Sergio Ramírez
Armando Morales (1927-2011), quien acaba de morir a los 84 años de edad, se consagró como uno de los grandes pintores latinoamericanos del siglo veinte hasta convertirse en un verdadero clásico, uno de los grandes milagros del trópico centroamericano porque se hizo pintor a sí mismo en la Managua provinciana de los años cincuenta teñida por el gris de la dictadura somocista, con una sola escuela de bellas artes mal provista, pero, y he aquí otro milagro, dirigida por un maestro ejemplar que había estudiado en Italia, Rodrigo Peñalba. Desde esa humilde escuela partiría hacia su destino de pintor, en Nueva York, en París, en Londres, en Madrid y Barcelona, donde instaló sus talleres.

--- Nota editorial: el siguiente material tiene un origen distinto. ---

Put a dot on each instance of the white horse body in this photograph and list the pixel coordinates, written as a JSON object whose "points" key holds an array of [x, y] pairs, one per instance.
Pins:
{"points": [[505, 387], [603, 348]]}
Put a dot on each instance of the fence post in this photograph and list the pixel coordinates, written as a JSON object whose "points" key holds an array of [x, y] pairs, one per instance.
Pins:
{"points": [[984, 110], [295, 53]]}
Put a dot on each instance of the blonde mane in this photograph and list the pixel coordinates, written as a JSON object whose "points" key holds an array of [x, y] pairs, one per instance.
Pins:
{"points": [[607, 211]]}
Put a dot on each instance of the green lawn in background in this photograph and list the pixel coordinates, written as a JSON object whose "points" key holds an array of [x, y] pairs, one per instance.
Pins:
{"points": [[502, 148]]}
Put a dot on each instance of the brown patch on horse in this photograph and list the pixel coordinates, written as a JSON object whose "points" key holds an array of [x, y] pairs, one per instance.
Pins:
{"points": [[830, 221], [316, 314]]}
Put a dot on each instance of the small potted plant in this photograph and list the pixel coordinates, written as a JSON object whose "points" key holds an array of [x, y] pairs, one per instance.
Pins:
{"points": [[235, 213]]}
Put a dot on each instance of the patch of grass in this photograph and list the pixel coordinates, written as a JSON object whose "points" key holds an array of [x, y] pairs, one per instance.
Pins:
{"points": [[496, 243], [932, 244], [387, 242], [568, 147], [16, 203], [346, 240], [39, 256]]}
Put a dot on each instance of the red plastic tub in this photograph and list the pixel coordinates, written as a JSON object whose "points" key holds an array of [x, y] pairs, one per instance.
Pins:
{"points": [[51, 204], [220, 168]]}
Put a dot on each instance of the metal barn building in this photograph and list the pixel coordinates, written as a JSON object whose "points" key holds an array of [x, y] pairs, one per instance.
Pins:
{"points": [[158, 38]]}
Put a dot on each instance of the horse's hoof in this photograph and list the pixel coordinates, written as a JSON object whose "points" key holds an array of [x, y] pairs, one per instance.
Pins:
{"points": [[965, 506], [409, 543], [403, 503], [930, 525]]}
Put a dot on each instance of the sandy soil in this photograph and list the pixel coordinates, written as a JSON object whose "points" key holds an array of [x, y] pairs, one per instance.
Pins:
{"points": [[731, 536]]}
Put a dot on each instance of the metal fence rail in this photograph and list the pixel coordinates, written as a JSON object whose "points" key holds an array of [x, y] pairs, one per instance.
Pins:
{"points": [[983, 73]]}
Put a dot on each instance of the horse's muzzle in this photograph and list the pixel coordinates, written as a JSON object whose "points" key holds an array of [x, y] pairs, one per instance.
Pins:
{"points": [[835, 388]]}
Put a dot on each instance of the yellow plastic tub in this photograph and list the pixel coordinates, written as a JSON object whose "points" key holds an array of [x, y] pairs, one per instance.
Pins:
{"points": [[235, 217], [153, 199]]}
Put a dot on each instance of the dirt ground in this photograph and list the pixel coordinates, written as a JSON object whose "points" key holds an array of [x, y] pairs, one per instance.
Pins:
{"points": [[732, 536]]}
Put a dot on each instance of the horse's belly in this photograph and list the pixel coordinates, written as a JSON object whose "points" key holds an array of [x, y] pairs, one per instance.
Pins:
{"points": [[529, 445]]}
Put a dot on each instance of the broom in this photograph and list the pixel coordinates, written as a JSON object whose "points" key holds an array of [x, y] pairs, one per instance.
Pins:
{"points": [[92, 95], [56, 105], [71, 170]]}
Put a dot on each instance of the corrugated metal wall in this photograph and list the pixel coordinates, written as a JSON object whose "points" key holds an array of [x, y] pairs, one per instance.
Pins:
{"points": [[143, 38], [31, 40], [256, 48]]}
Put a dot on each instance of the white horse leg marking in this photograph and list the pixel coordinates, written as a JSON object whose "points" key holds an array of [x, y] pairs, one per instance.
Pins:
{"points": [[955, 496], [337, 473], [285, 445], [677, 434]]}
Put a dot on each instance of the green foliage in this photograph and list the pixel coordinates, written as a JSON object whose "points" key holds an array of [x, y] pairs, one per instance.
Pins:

Muy joven aún fue premiado en la Bienal de Sao Paulo, cuando pintaba abstractos, la primera de sus etapas, y a partir de allí fue capaz de entrar dentro de sí mismo para explorar sus propios recuerdos que tienen en sus telas la textura de los sueños, un paisaje recurrente extraído de las honduras de su memoria, el paisaje de su ciudad natal de Granada junto al Gran Lago de Nicaragua, habitado por bañistas desnudas en la madurez de su edad, que nunca tienen rostro, caballos famélicos triscando la hierba en la costa desolada o tirando de un coche sin cochero y sin pasajeros, el muelle antiguo que penetra en las aguas agitadas por un oleaje en sombras, un paisaje que habrá de repetirse en su obra con maestría obsesiva.